Experimental evaluation of genetic variability based on DNA metabarcoding from the aquatic environment: Insights from the Leray COI fragment

Name: Experimental evaluation of genetic variability based on DNA metabarcoding from the aquatic environment: Insights from the Leray COI fragment
Creator: Sergei Turanov

Turanov, Sergei 1

Published Jun 07, 2024 on Dryad. https://doi.org/10.5061/dryad.sf7m0cgfk

Data files

Jun 07, 2024 version files 247.99 KB

README.md

4.83 KB
Supplement_B.zip

243.16 KB

Abstract

Intraspecific genetic variation is important for the assessment of organisms’ resistance to changing environments and anthropogenic pressures. Aquatic DNA metabarcoding provides a non-invasive method in biodiversity research, including investigations at the within-species level. Through the analysis of eDNA samples collected from the Peter the Great Gulf of the Japan Sea, in this study we aimed to evaluate the identification of Amplicon Sequence Variants (ASVs) in marine eDNA among abundant species of the Zostera sp. community: Hexagrammos octogrammus, Pholidapus dybowskii (Teleostei: Perciformes), and Pandalus latirostris (Arthropoda: Decapoda). These species were collected from two distant locations to produce mock communities and gather aquatic eDNA both on the community and individual level. Our approach highlights the efficacy of eDNA metabarcoding in capturing haplotypic diversity and the potential for this methodology to track genetic diversity accurately, contributing to conservation efforts and ecosystem management. Additionally, our results elucidate the impact of nuclear mitochondrial DNA segments (NUMTs) on the reliability of metabarcoding data, indicating the necessity for cautious interpretation of such data in ecological studies. Moreover, we analyzed 83 publicly available COI sequence datasets from common groups of multicellular organisms (Mollusca, Echinodermata, Crustacea, Polychaeta, and Actinopterygii). The results reflect the decrease in population diversity that arises from using the metabarcode compared to the COI barcode.

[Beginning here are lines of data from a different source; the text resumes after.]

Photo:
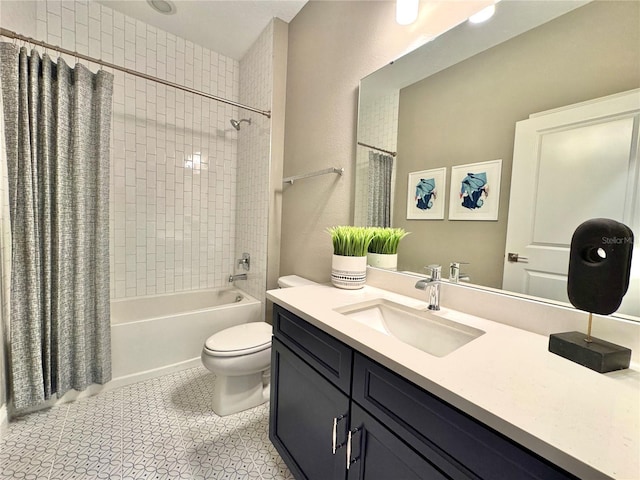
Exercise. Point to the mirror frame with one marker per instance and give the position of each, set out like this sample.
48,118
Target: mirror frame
454,46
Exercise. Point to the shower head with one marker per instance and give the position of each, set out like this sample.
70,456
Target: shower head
236,123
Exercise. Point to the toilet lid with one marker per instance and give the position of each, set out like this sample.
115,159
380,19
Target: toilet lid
241,339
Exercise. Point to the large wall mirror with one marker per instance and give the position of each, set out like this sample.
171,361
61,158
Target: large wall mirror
456,101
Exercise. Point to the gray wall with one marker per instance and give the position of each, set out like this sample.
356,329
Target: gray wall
332,45
468,112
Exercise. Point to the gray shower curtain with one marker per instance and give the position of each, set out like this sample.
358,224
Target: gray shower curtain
380,172
57,126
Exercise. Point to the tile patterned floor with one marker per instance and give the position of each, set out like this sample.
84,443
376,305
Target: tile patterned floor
162,428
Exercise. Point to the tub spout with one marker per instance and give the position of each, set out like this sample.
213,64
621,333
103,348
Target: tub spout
240,276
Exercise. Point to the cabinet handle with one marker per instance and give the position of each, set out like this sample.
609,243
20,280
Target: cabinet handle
349,446
334,435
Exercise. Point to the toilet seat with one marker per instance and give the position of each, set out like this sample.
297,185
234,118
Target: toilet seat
242,339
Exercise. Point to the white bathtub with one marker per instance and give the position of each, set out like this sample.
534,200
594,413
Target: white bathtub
158,334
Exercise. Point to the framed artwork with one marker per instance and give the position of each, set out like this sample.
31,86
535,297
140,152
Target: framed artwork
425,194
475,191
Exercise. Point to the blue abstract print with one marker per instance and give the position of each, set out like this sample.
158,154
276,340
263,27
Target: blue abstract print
425,193
474,189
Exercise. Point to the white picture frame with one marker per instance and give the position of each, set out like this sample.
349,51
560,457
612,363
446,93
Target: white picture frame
426,194
475,191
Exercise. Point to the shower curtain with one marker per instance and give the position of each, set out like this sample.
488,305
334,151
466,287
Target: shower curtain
57,126
380,172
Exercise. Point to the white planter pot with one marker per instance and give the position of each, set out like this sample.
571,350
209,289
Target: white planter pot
348,272
388,261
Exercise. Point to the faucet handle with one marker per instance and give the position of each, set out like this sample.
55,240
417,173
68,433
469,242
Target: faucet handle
454,271
436,271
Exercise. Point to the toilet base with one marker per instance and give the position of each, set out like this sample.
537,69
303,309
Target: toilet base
235,394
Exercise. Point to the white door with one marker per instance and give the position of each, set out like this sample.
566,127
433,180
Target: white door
571,165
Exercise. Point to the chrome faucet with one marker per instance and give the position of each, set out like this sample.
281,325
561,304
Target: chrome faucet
454,272
239,276
433,284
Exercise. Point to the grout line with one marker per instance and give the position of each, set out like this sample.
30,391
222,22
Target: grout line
121,433
182,442
55,455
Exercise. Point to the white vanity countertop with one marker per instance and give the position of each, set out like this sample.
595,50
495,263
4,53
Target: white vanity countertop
585,422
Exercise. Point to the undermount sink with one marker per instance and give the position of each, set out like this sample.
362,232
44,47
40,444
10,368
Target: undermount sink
421,329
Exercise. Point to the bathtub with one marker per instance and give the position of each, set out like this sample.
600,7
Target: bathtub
157,334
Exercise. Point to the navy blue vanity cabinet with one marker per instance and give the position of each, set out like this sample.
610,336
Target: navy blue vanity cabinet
303,406
376,453
338,415
441,433
310,387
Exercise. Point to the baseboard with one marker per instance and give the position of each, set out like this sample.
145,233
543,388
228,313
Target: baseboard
4,421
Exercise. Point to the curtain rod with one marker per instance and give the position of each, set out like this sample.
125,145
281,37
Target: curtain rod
9,34
338,170
393,154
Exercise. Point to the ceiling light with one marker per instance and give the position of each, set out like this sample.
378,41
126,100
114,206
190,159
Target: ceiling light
406,11
165,7
483,15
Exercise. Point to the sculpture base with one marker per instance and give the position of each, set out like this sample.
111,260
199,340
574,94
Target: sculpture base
598,355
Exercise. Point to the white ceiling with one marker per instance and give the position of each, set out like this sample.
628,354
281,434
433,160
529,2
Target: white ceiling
228,27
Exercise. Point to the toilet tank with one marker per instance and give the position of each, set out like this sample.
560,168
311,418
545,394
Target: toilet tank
289,281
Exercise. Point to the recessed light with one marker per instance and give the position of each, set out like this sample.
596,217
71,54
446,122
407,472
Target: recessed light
166,7
483,15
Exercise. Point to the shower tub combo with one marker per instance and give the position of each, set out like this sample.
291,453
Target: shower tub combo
157,334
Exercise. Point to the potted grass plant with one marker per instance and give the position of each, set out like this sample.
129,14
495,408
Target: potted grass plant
383,249
349,261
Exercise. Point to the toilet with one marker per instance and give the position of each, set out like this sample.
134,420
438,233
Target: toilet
240,356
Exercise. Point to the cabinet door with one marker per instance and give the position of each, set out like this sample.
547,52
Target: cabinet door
377,454
303,406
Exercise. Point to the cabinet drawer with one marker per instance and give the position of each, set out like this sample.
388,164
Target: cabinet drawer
431,425
330,357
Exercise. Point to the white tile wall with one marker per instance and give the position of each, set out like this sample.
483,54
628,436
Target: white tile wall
377,126
256,87
174,155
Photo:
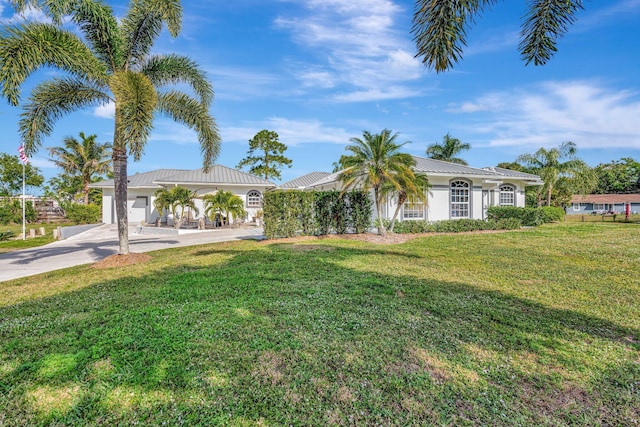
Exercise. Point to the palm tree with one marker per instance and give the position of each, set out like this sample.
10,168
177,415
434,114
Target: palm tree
448,149
376,163
224,203
174,198
107,60
440,29
413,187
86,159
572,174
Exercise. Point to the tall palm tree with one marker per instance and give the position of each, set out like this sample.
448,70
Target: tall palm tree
107,60
572,174
440,29
86,159
376,163
448,149
174,198
413,187
225,203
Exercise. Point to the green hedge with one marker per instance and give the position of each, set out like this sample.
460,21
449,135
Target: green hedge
11,211
456,225
528,216
83,214
291,213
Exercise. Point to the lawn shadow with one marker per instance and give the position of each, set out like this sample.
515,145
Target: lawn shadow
280,335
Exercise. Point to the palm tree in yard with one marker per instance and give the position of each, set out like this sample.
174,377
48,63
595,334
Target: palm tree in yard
573,174
174,198
224,203
448,150
86,159
106,61
376,163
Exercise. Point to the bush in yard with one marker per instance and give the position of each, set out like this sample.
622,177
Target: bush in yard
528,216
11,212
309,213
552,213
83,214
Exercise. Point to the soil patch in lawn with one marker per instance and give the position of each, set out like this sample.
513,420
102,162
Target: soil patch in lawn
118,260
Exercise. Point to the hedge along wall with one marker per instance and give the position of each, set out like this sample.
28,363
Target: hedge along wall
312,213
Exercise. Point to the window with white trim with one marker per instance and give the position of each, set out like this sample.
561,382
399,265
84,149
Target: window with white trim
413,210
254,199
459,199
507,195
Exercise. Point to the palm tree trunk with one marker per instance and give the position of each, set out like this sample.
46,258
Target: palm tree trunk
120,184
381,229
85,190
401,199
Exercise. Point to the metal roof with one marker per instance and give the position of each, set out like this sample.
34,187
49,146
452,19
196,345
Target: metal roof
217,174
432,166
303,181
512,173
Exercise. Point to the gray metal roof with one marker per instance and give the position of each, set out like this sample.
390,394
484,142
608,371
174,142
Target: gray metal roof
303,181
432,166
512,173
217,174
142,180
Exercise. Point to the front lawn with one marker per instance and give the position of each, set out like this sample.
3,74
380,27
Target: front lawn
532,327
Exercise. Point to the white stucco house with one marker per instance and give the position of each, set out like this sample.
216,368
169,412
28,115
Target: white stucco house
457,191
142,186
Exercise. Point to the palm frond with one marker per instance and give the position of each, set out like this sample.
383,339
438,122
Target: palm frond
49,101
136,100
440,28
173,69
101,30
545,22
25,48
188,111
143,24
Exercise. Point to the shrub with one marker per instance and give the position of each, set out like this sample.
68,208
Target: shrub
456,225
11,211
528,216
290,213
552,213
84,214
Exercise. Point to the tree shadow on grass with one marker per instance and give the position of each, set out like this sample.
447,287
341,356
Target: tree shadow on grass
287,336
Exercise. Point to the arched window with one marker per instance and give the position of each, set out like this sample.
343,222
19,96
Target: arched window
254,199
507,195
459,199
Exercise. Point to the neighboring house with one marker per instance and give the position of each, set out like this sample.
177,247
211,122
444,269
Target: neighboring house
603,203
457,191
142,186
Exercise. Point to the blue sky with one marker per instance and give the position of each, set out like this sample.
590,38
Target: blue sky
319,72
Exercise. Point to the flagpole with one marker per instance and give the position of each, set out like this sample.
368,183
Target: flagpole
24,231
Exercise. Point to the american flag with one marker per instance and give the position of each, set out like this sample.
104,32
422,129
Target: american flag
23,156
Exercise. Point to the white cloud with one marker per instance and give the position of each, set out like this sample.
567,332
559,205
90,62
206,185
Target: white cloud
359,46
591,115
290,132
105,111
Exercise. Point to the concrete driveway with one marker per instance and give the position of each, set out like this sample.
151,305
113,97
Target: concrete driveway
100,242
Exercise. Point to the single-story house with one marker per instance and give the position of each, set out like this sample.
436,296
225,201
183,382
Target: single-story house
603,203
142,186
457,191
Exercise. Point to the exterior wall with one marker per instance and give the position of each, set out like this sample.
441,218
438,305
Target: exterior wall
134,205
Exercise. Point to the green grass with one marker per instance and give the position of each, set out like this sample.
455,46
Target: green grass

https://doi.org/10.5061/dryad.sf7m0cgfk

Sergei Turanov

Laboratory of Deep Sea Research, A.V. Zhirmunsky National Scientific Center of Marine Biology, Far Eastern Branch, Russian Academy of Sciences, Vladivostok, Russia

Dataset Description

This dataset contains information on the experimental evaluation of genetic variability using DNA metabarcoding techniques focused on the Leray COI fragment. The data were collected from environmental DNA (eDNA) of the aquatic animals in the Japan Sea. In addition, we analyzed 83 publicly available COI sequence datasets from common groups of multicellular organisms (Mollusca, Echinodermata, Crustacea, Polychaeta, and Actinopterygii).

File Organization

The dataset is organized into several files and supplements as described below:

Supplement A.

Files with samples and primers information used for reads demultiplexing procedure based on Begum (Zepeda-Mendoza et al., 2016; Yang et al., 2021) pipeline.

1. Primers_LerayCOI.txt: Contains sequences of primers used for amplifying the COI Leray fragment.

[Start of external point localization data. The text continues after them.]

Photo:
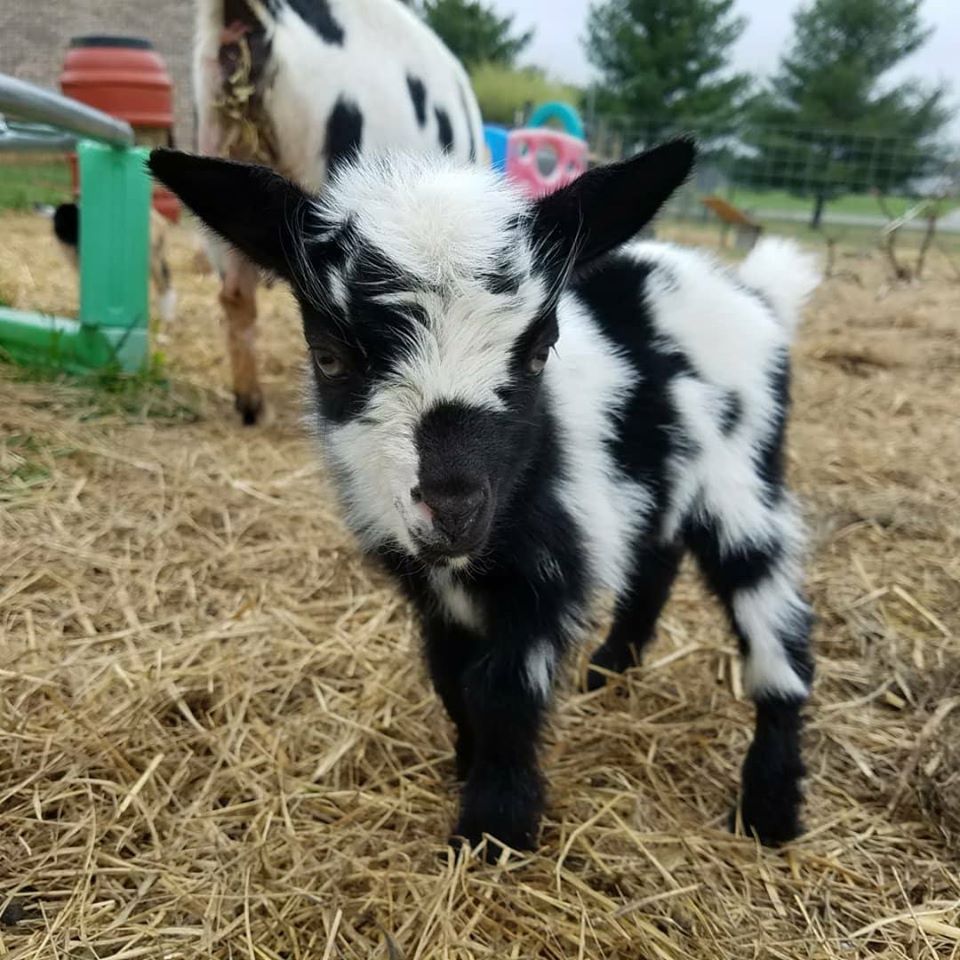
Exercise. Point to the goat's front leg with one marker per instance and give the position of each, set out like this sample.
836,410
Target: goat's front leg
450,649
505,695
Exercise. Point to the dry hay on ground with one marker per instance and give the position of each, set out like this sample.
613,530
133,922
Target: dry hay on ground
218,741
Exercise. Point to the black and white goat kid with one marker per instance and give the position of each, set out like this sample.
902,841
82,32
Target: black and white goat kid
522,407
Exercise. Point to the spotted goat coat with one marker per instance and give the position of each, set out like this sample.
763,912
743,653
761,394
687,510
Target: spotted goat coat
523,407
319,82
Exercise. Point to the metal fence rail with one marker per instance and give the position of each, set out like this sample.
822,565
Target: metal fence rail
58,114
799,173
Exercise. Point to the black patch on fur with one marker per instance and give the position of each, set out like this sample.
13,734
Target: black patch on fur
344,134
372,336
649,430
66,224
317,15
770,461
444,129
728,570
418,95
731,413
772,771
654,570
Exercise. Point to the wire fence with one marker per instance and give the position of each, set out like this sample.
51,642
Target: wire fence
803,175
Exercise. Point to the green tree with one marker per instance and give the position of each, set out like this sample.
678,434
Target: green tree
504,92
828,123
474,31
666,59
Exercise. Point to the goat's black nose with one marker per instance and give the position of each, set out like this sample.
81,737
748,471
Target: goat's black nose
456,511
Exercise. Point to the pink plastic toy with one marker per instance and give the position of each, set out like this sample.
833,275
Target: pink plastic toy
540,161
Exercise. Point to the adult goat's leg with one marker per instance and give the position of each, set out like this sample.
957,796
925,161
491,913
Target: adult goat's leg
238,296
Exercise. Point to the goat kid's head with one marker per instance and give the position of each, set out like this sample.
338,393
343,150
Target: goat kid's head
428,294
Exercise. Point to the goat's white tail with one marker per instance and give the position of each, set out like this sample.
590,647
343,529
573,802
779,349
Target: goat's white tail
784,274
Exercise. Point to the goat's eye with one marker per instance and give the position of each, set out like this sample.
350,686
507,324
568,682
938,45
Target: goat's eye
329,365
538,361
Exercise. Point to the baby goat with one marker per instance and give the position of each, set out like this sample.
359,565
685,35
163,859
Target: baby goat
521,408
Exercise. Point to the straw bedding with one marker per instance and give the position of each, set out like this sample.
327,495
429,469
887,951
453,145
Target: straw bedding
217,740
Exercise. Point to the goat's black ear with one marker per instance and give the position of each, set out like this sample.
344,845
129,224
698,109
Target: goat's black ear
608,205
251,207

- Forward Primer: GGWACWGGWTGAACWGTWTAYCCYCC

- Reverse Primer: TANACYTCNGGRTGNCCRAARAAYCA

2. Samples_LerayCOI.txt: Lists the samples and their associated primer tags.

- Format: SampleID, Forward Primer Tag, Reverse Primer Tag, Pool

- Example: PL20-2_hap2, F1R1, F1R1, pool

3. Tags_LerayCOI.txt: Provides the sequences of the 7-nucleotide tags used in the study.

Supplement B.

Contains fasta files of COI sequences for various species. These files are named according to the species and whether they are standard or Leray fragment sequences. Example files: Acrocnida_brachiata_COI.fas, Halicampus_grayi_COI_leray.fas, etc.

Supplement C.

Scritps used to perform the formatting and the analysis of the COI datasets.

'SNPs_them.sh– shell script generating datasets based on SNPs sites only.

Format.sh – shell script making the resulting SNPs files suitable for Geneland program input.

Clusters with GenMAper.R – R script making Geneland population cluster analysis for all the FASTA files in the current working directory.

Methods Summary

Sample Collection

- Animals were collected from Vostok Bay and Vityaz Bay in the Japan Sea using a fish fry net.

- Collected species: Hexagrammos octogrammus, Pholidapus dybowskii, and Pandalus latirostris.

Experimental Setup

- Animals were placed in two separate 150 L aquaria and maintained at 15°C.

- DNA was collected from both the environment (eDNA) and individual animals.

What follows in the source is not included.